En tant que premier partenaire économique israélien, l’Europe dispose de tous les leviers nécessaires pour faire comprendre aux électeurs israéliens qu’ils ne peuvent continuer à jouer sur les deux tableaux – profiter de bénéfices justifiés par de prétendues valeurs démocratiques partagées, tout en piétinant ces mêmes valeurs.
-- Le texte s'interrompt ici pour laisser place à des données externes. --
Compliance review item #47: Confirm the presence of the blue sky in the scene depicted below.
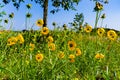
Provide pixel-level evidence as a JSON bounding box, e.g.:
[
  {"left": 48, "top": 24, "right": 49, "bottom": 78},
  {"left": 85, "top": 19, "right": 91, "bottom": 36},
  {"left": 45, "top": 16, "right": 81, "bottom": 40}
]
[{"left": 0, "top": 0, "right": 120, "bottom": 30}]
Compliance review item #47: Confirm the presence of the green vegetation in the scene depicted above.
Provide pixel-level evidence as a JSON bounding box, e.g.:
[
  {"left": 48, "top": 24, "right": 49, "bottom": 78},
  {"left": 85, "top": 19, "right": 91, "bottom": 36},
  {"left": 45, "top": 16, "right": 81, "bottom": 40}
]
[{"left": 0, "top": 26, "right": 120, "bottom": 80}]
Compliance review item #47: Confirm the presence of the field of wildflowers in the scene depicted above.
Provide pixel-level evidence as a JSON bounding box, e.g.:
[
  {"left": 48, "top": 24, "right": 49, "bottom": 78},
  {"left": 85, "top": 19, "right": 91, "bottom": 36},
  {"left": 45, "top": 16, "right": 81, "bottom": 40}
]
[
  {"left": 0, "top": 20, "right": 120, "bottom": 80},
  {"left": 0, "top": 0, "right": 120, "bottom": 80}
]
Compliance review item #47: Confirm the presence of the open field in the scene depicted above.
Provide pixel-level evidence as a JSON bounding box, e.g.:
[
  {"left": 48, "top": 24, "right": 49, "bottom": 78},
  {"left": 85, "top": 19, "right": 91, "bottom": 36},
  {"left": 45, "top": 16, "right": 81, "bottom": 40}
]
[{"left": 0, "top": 28, "right": 120, "bottom": 80}]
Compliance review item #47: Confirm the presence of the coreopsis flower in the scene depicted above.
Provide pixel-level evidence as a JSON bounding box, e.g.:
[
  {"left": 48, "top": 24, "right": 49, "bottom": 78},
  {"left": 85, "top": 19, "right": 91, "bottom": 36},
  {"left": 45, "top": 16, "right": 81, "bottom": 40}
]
[
  {"left": 84, "top": 24, "right": 92, "bottom": 33},
  {"left": 68, "top": 41, "right": 76, "bottom": 51},
  {"left": 47, "top": 36, "right": 54, "bottom": 43},
  {"left": 107, "top": 30, "right": 117, "bottom": 41},
  {"left": 52, "top": 22, "right": 56, "bottom": 26},
  {"left": 29, "top": 43, "right": 35, "bottom": 51},
  {"left": 9, "top": 13, "right": 14, "bottom": 18},
  {"left": 26, "top": 4, "right": 32, "bottom": 9},
  {"left": 75, "top": 48, "right": 82, "bottom": 56},
  {"left": 94, "top": 2, "right": 103, "bottom": 11},
  {"left": 97, "top": 28, "right": 105, "bottom": 37},
  {"left": 36, "top": 53, "right": 44, "bottom": 62},
  {"left": 69, "top": 54, "right": 75, "bottom": 59},
  {"left": 4, "top": 19, "right": 8, "bottom": 24},
  {"left": 58, "top": 51, "right": 65, "bottom": 59},
  {"left": 70, "top": 59, "right": 75, "bottom": 63},
  {"left": 25, "top": 60, "right": 30, "bottom": 65},
  {"left": 36, "top": 19, "right": 44, "bottom": 27},
  {"left": 48, "top": 43, "right": 55, "bottom": 51},
  {"left": 69, "top": 54, "right": 75, "bottom": 63},
  {"left": 63, "top": 24, "right": 67, "bottom": 30},
  {"left": 41, "top": 27, "right": 49, "bottom": 35},
  {"left": 95, "top": 53, "right": 105, "bottom": 59},
  {"left": 7, "top": 37, "right": 18, "bottom": 46},
  {"left": 17, "top": 34, "right": 24, "bottom": 44},
  {"left": 26, "top": 13, "right": 32, "bottom": 18}
]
Surenchérissant, Netanyahou joue à présent la carte du musellement par le biais de fausses accusations, faisant l’amalgame du refus de l’occupation permanente avec l’« incitation à l’antisémitisme », tout en tirant profit des divisions internes de l’UE. Il a donc pour objectif de mettre sur la touche jusqu’à la plus modeste, la plus inefficace des conditionnalités ayant existé à ce jour. Et lui, ou son successeur, brandira ce type d’exploit diplomatique face aux électeurs israéliens. Voilà la preuve, il leur dira, que vous pouvez continuer de manger à tous les râteliers.

En continuant d’exprimer « de sérieuses inquiétudes » au lieu d’agir, l’Europe décide en réalité de permettre à d’autres de prendre les rênes, et de facto en accepte les conséquences plus qu’évidentes. L’Amérique de Trump est bien loin de tout ceci, aussi bien géographiquement que moralement : elle est protégée par un océan et ouvertement alignée avec Poutine, Duterte, Orbán – et Netanyahou. Tandis que l’Amérique reste à distance, tout ceci se déroule dans la proximité immédiate de l’Europe. Au-delà de son propre intérêt, l’Europe peut-elle résister aux conséquences de l’abandon des valeurs sous-tendant son projet d’après-guerre ?
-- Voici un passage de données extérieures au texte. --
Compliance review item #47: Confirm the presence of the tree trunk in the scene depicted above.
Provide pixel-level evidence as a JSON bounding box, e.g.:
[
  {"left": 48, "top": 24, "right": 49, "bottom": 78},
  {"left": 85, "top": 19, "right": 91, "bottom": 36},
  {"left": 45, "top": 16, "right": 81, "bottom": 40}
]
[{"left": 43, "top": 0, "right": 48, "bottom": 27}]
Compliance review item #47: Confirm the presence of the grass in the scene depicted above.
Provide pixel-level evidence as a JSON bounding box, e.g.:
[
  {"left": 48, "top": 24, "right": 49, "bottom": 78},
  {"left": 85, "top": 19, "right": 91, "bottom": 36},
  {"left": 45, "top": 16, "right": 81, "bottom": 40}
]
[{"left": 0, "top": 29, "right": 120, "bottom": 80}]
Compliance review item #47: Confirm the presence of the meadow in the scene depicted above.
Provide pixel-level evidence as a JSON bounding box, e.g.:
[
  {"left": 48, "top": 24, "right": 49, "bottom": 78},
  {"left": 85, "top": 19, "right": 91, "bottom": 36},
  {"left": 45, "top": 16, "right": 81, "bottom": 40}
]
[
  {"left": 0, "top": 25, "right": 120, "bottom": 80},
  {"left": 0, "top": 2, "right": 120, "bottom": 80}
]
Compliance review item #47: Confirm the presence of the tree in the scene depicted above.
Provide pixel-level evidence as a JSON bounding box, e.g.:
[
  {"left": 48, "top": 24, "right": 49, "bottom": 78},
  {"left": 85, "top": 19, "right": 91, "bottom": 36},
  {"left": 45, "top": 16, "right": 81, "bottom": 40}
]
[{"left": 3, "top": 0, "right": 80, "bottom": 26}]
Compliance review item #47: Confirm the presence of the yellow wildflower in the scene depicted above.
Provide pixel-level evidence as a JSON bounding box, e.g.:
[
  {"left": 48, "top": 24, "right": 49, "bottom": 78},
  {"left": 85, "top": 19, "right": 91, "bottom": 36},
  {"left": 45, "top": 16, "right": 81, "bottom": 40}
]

Il est vraiment temps de cesser d’attendre le bon vouloir de Washington, Moscou, Budapest ou Jérusalem. Il est temps de se réveiller et de défendre les droits de l’homme, d’exiger rien de moins que la fin de l’occupation, et de définir comment les dirigeants européens rejetteront concrètement l’inacceptable réalité de ces cinquante dernières années. Portée par un consensus presque général renouvelé lors de la résolution 2334 adoptée l’an dernier par le Conseil de sécurité de l’ONU, en solidarité avec les Palestiniens et les Israéliens faisant cause commune, et en partenariat avec des acteurs internationaux proches ou lointains – c’est une mission qui doit être réalisée par une véritable coalition dévouée à la non-violence, aux droits humains et à la justice.

Europe, réveille-toi.

Hagai El- Ad est le Directeur exécutif de B’Tselem. Publication originale de l’article dans le magazine +972 en anglais.